We have learned in the past few months that famed investor John Paulson has purchased a significant number of shares in MGM. Paulson has a very impressive track record. In what some have called the greatest trade ever, he famously shorted the housing market at a time when many people were still buying SUVs with their home equity lines. It is clear that Paulson is a forward thinking investor. His ability to see what is coming in the future has allowed him to reap amazing profits. With this in mind, it is interesting to consider what a forward thinking investor like Paulson might be seeing in MGM.

It's clear that Paulson sees a significant amount of inflation coming in the future. You can surmise this from the investments he has made in gold and other hard assets. In times of inflation, debtors benefit. Debt provides leverage, and the cost to pay back dollars which lose value over time benefits borrowers. Many investors believe that with the policies coming from Washington, the dollar is going to buy less tomorrow than it will today. (The declining dollar also makes foreign tourists a lot more likely to vacation in Las Vegas, and this could benefit MGM in the future.)

As the dollar declines, Las Vegas rebounds, revenues grow, property values increase, etc., suddenly the debt MGM has can look not only very manageable, but even beneficial as this leverage could come to increase shareholder profits. MGM has many options available to manage the debt, and has successfully managed it during this recession. MGM has a long list of top tier properties they could always sell, especially as values rebound. It is important to realize that while MGM has a significant amount of debt, they have incredibly valuable properties to offset this debt. As revenues rebound, MGM can repay debt and their credit ratings can rise. When their credit ratings improve, they will be able to refinance bonds at much lower rates potentially saving millions of dollars in interest expenses.

You have to wonder why an investor like Paulson would choose to invest so heavily in MGM instead of LVS or WYNN. The capital structure for MGM and these competitors are very different. MGM's capital structure has significant debt. LVS and WYNN have a capital structure with significant equity and little debt. In order to evaluate these companies more accurately in the face of their different capital structures, it makes sense to compare their revenues and enterprise values. MGM has an enterprise value of about $17 billion and has annual revenues of about $6 billion, LVS has an enterprise value of about $32 billion and it has annual revenues of about $5.5 billion, WYNN has an enterprise value of about $14 billion and annual revenues of about $3.5 billion. Based on these numbers, MGM is a far better value, especially if the economy and Las Vegas continues to rebound. LVS and WYNN do not have the interest expenses that MGM has and because of that, they are able to achieve profits much more rapidly than MGM can. When you see that MGM has an enterprise value that is about half of LVS and yet their annual revenues are very similar, it shows there is plenty of room for MGM's share price to increase.

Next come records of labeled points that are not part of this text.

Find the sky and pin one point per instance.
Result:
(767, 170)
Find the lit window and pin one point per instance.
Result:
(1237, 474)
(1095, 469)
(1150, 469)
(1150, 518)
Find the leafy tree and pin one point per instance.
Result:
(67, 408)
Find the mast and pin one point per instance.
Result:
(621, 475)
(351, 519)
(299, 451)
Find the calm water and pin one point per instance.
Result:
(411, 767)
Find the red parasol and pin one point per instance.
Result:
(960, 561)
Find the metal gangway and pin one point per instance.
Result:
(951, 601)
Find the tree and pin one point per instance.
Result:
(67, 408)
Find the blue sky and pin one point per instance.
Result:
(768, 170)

I realize LVS has significant growth opportunities in Asia, but based on current revenues, MGM appears to be a better value. The markets are clearly rewarding companies with a capital structure based on little or no debt, but that may change in time.

Recently some encouraging data and info has supported the thought that MGM and Las Vegas in general have bottomed out. For example, Las Vegas gaming revenues jumped up 21.1% in August which is usually a weak month for gaming. Also, MGM's CEO recently said that City Center is profitable now, and has been profitable all quarter. He also said he sees a "very solid" October. You can read more about this here.

Another factor that could help take MGM shares up is the large number of shares shorted. I think the short trade in MGM is very crowded and that could lead to a short squeeze. The irony here is that Paulson made one of the greatest short trades of all time, and now Paulson is heavily invested in one of the most heavily shorted stocks, MGM. Shorting the housing market amidst a real estate boom appeared very questionable at the time, just as it appears questionable to some for Paulson to be buying shares in MGM during a significant recession.

According to the most recent reports, Paulson has made nearly a half billion dollar bet on MGM. I would not bet against Paulson, Vegas, or MGM. At less than $11 per share, MGM has significant upside potential in a recovering and possibly inflationary economy.